他又往那看了眼,见那俩人还站在那,便把手揣口袋里,头也不回地走了。
不远处,女生站定后,不停地跟秦穆道歉,“不,不好意思秦穆同学,我是不小心的,刚才麻烦你了!”
她是校篮球队的助理,这次校联赛,刚好有个队员腿伤住院,她就过来拜托秦穆上场。
结果刚才滑了一下,不小心拽到对方的围巾。
秦穆面无表情,把围巾解下来,小心翼翼放在外套里面,没说什么就走了。
这个是谢初时送他的,说什么都不能掉到地上。
从实验楼后面出来。
秦穆直奔操场,可到了以后,这里空空如也,大多数人都已经收工了,没有那个人的身影。
晚上在家。
谢初时躺上床之前,秦穆又要过来,想要像之前那样提前给人把被子暖了。
结果对方把被子裹成团。
“怎么了?”秦穆拧眉问道。
“今天不需要。”谢初时低声说。
“可是哥哥会冷。”
“不会。”理直气壮。
床上只留下一个卷好的谢·紫菜包饭·初时。
秦穆抿抿唇,最后也没在坚持,走到房间外面。
外面门被关上,谢初时才探出个脑袋。
他往旁边看了眼,秦穆上午穿得那件黑色外套还好好挂在架子上。
谢初时曾建议他别总买黑色衣服,看起来一点儿也不活蹦,可今天实验楼前那个画面,粉色和黑色好像还挺配的。
哼。
这个秦小穆,真是受女生欢迎,大冷天的都有人和他表白。
谢初时睁眼十几分钟,只觉得屋内安静得出奇,上铺的人一直没有要进来睡觉的意思。
该不会今晚又要熬夜看代码吧。
他负气地翻了个身,算了,不管了,反正以后有的是别人管。
就是今晚估计得冻久点睡觉。
“哥。

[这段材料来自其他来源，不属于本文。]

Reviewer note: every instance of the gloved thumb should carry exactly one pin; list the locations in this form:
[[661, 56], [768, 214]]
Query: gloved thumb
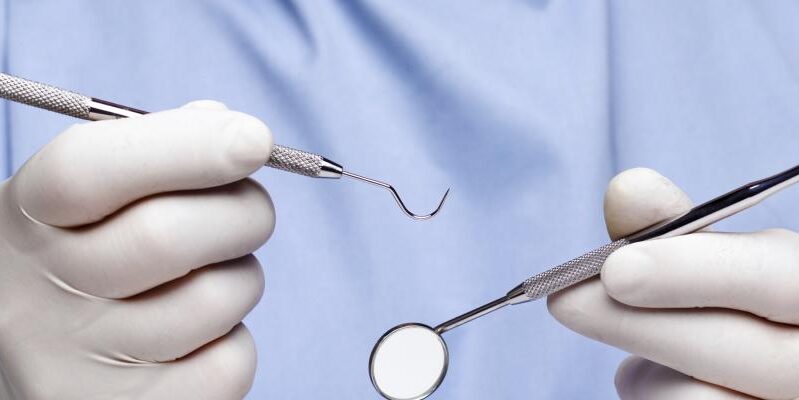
[[640, 197]]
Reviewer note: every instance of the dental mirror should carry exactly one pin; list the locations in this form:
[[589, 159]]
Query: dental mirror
[[408, 362]]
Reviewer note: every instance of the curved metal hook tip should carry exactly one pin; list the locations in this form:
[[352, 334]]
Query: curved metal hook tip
[[399, 201]]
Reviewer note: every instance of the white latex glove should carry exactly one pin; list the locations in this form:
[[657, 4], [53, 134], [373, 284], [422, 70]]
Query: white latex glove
[[125, 266], [719, 307]]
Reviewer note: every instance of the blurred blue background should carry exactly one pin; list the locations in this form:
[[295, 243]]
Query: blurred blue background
[[526, 108]]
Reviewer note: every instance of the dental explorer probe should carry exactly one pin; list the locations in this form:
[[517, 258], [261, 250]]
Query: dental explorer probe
[[89, 108], [590, 264]]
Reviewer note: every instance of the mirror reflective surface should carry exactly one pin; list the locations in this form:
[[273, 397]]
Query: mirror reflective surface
[[408, 362]]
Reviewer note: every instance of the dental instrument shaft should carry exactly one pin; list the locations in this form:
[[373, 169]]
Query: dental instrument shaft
[[89, 108], [590, 264]]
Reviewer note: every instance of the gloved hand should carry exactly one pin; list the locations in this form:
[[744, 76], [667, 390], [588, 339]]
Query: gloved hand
[[125, 266], [716, 313]]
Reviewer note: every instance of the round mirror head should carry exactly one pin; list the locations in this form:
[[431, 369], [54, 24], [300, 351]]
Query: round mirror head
[[408, 362]]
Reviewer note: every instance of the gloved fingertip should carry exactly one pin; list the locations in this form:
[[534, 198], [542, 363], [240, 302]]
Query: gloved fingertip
[[629, 371], [251, 142], [626, 272]]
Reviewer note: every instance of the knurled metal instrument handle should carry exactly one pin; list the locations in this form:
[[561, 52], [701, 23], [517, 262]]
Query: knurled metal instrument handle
[[705, 214], [79, 106], [44, 96], [570, 272]]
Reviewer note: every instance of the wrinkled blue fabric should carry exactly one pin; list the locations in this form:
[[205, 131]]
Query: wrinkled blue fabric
[[525, 107]]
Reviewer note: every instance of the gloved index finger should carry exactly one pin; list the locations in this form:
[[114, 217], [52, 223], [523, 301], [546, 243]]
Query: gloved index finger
[[93, 169]]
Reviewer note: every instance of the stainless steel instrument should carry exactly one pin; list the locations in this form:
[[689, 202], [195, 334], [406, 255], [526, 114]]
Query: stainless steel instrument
[[89, 108], [394, 386]]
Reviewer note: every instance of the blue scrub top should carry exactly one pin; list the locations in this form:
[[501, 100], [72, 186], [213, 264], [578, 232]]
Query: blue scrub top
[[525, 107]]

”头顶忽然有人喊他。
谢初时翻过面来,眨巴两下眼,紧接着,怀里多了个温暖的东西。
鼓鼓囔囔的,还有些烫手。
“热水袋,抱着会暖和点。”秦穆说。
“我,我不是说不冷吗……”谢初时露出两只眼睛,故作矜持。
“那就当抱枕用。”秦穆从善如流,眼里闪过丝深邃,“哥哥晚安。”
随手把旁边的灯关掉。
直到对方顺着梯子爬上去,谢初时就再也装不下去,更加紧的把东西抱在怀里。
和印象里的不同,这个热水袋,外面还包了个软乎乎的套子。
周围黑漆漆,谢初时看不清这是什么,只觉得抱着很舒服,也不会闻到那股自带的塑胶味。
“谢谢你啊秦小穆。”他忍不住轻喊一声。
过了好一会,上面的人才开口,“哥哥喜欢就好。”
尾音似乎有点上扬。
次日清晨,比鸡还早起的是谢初时的吼声,
“秦小穆!”
“你干嘛拿你自己的裤子给我抱啊!”
昨晚没注意,今天上午才看到,原来套在热水袋外面的那层“软绵绵”,竟然是秦穆的秋裤!

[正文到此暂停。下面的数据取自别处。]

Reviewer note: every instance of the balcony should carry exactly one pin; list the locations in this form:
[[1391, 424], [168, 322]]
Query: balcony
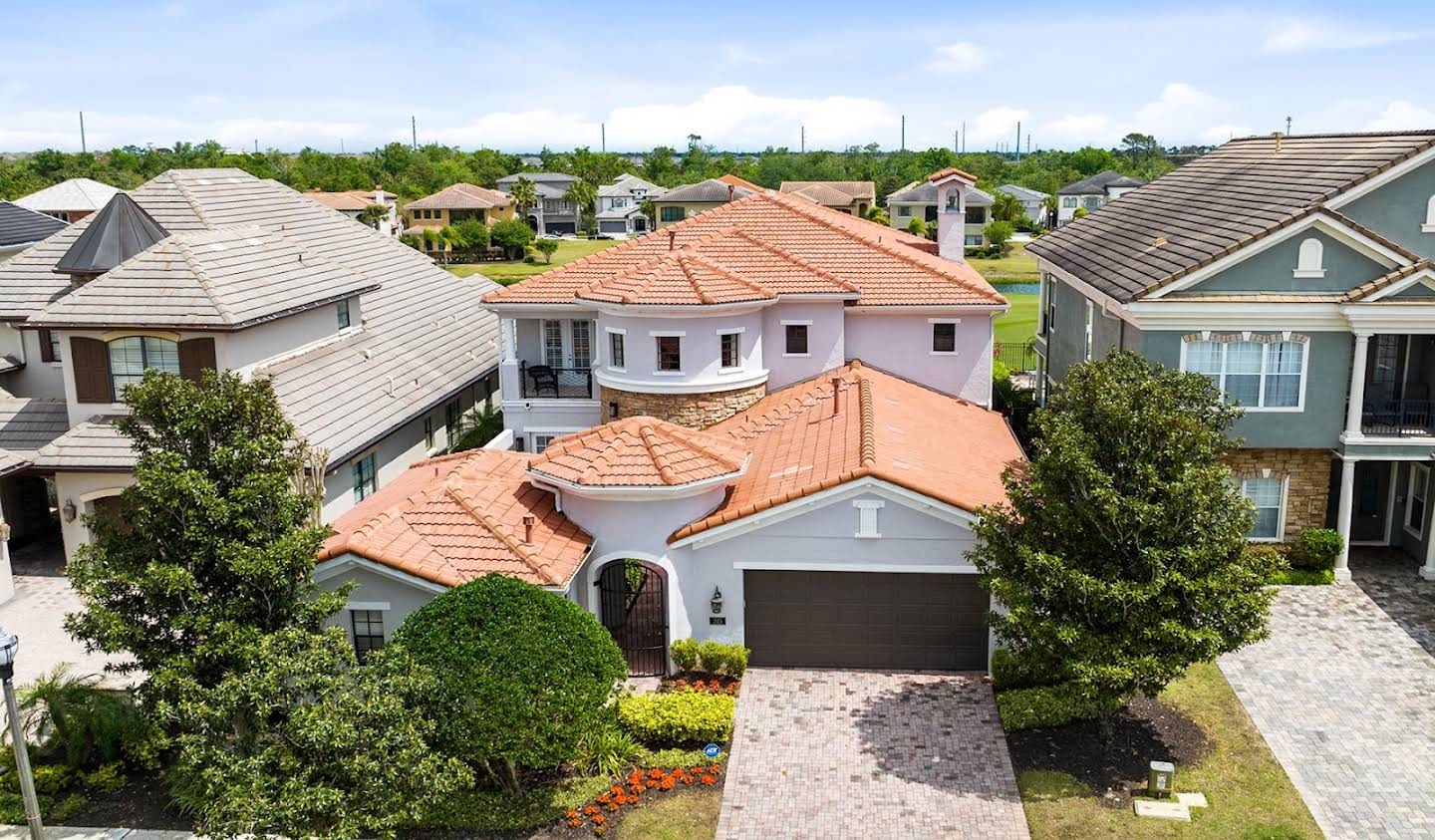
[[548, 383]]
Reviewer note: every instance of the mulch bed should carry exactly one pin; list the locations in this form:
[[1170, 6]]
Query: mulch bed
[[144, 803], [1141, 732]]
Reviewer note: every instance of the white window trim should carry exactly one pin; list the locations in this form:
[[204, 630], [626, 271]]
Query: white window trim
[[1304, 377], [1418, 531], [1281, 514]]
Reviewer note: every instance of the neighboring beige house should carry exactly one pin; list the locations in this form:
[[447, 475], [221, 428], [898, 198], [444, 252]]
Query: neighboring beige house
[[69, 200], [850, 197]]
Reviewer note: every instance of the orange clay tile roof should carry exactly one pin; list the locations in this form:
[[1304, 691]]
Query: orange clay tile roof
[[883, 426], [458, 517], [756, 249], [639, 451]]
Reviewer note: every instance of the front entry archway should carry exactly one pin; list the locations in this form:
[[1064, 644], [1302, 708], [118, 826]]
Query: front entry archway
[[633, 606]]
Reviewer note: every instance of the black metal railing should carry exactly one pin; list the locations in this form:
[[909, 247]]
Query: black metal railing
[[545, 381], [1398, 419]]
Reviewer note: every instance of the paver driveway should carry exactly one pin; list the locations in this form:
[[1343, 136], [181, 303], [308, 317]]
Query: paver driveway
[[1346, 700], [868, 754]]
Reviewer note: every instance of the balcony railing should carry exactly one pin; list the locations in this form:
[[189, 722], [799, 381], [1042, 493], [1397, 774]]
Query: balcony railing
[[1398, 419], [544, 381]]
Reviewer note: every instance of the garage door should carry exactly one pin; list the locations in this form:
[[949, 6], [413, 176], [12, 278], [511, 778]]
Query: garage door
[[864, 619]]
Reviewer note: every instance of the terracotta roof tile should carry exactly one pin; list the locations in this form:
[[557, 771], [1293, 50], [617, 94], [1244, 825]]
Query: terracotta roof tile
[[453, 518], [639, 451], [881, 426], [768, 241]]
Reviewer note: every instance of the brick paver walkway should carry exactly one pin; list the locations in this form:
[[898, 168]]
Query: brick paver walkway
[[835, 754], [1345, 699]]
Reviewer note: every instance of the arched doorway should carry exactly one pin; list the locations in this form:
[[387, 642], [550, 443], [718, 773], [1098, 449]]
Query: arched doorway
[[633, 606]]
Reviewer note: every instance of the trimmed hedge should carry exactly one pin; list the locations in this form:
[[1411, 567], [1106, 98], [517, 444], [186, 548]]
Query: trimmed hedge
[[1043, 706], [678, 718]]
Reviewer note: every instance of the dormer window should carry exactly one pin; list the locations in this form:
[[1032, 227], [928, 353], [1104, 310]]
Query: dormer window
[[1310, 260]]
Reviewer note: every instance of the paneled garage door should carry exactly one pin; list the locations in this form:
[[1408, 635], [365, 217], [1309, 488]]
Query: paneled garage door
[[866, 619]]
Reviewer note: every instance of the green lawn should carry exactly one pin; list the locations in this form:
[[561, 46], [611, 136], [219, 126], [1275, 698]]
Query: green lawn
[[1250, 797], [512, 272]]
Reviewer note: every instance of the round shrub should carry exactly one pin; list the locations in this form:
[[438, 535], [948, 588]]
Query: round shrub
[[522, 673]]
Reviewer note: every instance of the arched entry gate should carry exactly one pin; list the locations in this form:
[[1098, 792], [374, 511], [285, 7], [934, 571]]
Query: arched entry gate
[[633, 606]]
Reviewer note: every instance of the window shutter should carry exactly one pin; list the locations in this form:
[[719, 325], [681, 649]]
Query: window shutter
[[195, 355], [90, 359]]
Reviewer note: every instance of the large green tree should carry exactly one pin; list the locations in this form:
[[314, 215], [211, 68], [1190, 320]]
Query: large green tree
[[215, 543], [1119, 557]]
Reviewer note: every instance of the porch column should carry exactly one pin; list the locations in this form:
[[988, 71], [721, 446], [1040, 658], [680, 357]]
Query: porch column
[[1356, 406], [1343, 518]]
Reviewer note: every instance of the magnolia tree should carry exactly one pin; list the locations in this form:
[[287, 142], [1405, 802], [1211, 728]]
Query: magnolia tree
[[1119, 557]]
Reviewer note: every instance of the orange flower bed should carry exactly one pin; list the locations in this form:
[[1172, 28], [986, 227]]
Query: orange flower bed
[[639, 785]]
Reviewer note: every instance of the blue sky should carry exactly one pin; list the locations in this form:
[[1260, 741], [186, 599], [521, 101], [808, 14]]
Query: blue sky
[[740, 74]]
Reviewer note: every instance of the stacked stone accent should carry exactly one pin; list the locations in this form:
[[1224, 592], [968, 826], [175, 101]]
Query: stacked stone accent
[[1307, 491], [695, 411]]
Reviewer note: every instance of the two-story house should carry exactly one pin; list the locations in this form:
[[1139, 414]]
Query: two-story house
[[765, 423], [553, 212], [920, 200], [620, 205], [1296, 273], [375, 354], [1091, 194]]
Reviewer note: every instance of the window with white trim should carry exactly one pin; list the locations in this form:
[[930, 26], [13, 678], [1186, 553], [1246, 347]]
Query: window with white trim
[[1253, 374], [1268, 495]]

主要是他因为觉得软和,还把东西往自己脸上,身上各个部位贴去。
严丝合缝,整个晚上没有分开过哪怕一秒。
秦穆表情很淡,“热水袋外面那层太烫了,我怕烫着哥哥,就拿了自己的裤子卷起来。”
看着对面人满脸无辜,谢初时脸红得跟块柿饼一样,没好气道:“你敢说你不是故意的?!”
秦穆看向他,眼底幽深,“我为什么要故意?”
“当然是因为你……”谢初时话到嘴边,却半天说不出口。
他要说什么,是说自己已经知道了,可说了以后呢,他和秦穆还能回到现在的关系么。
即便这样做事正确的。
他却舍不得。
过了半晌,秦穆终是不想把人逼得太狠,上前拉住他的手:“我错了,昨晚是想跟哥开个玩笑。”
谢初时“哼”一声,没好气把东西丢进洗衣机,“这裤子你以后也不许再穿了,回头给姥姥当擦脚布!”
“好。”秦穆毫无怨言。
后来几天。
两人陷入了明面上的第一次“冷战”,但基本上是谢初时单方面的。
秦穆还是像以前那样对他,无微不至,细心周到,就连高北都说,他弟这是拿他当儿子宠。
时间久了,谢初时只觉得自己这是一拳打在棉花上,得不到半点回应。
但这何尝不是他自己纵容的结果。
面对这份好,谢初时根本难以抗拒。
明明知道对方的心思,却装作不知道,一边说着不要,一边又在雀跃,秦穆的特殊只给了他,理所当然地享受这份关怀。
还真有点又当又立的态度。
想起这个,谢初时连着几宿都没睡好。
高三一班。
王岩把书往讲台上一搁:“明天的考试有多重要不用我多说了吧,直接和京大的保送名额挂钩。”
“一共就两个指标,我们班和二班可都盯着在,你们都给我打起精神!”
班上同学全都应一声。
谢初时坐在位置上,反复揉着太阳穴。
今天上午高一集体出去体检,秦穆很早就走了。
没人管,谢初时肆无忌惮,穿着件单薄的秋衣,坐在榻上醒神了十几分钟。
结果出门以后就觉得不对劲,头重脚轻的,嗓眼深疼,一直靠全身力气撑着才撑到学校。
“初时,你脸色好差,要不要去一下医务室?”高北在他身边小声道。
“不……用。”谢初时摇摇头。
王岩已经在讲台上画出一道解析几何。
谢初时抬头看着,双眼逐渐失焦。
只觉得眼前的三角形,快要并成一条直线。
“谢初时,上来把这道题的辅助线作出来。”王岩背对着底下开口。
声音不容置喙。
谢初时扶着桌子站起来,身体左右晃了一下。
迷迷糊糊。
耳边像是闪过谁的声音。
最后眼前一黑,往旁边重重栽去。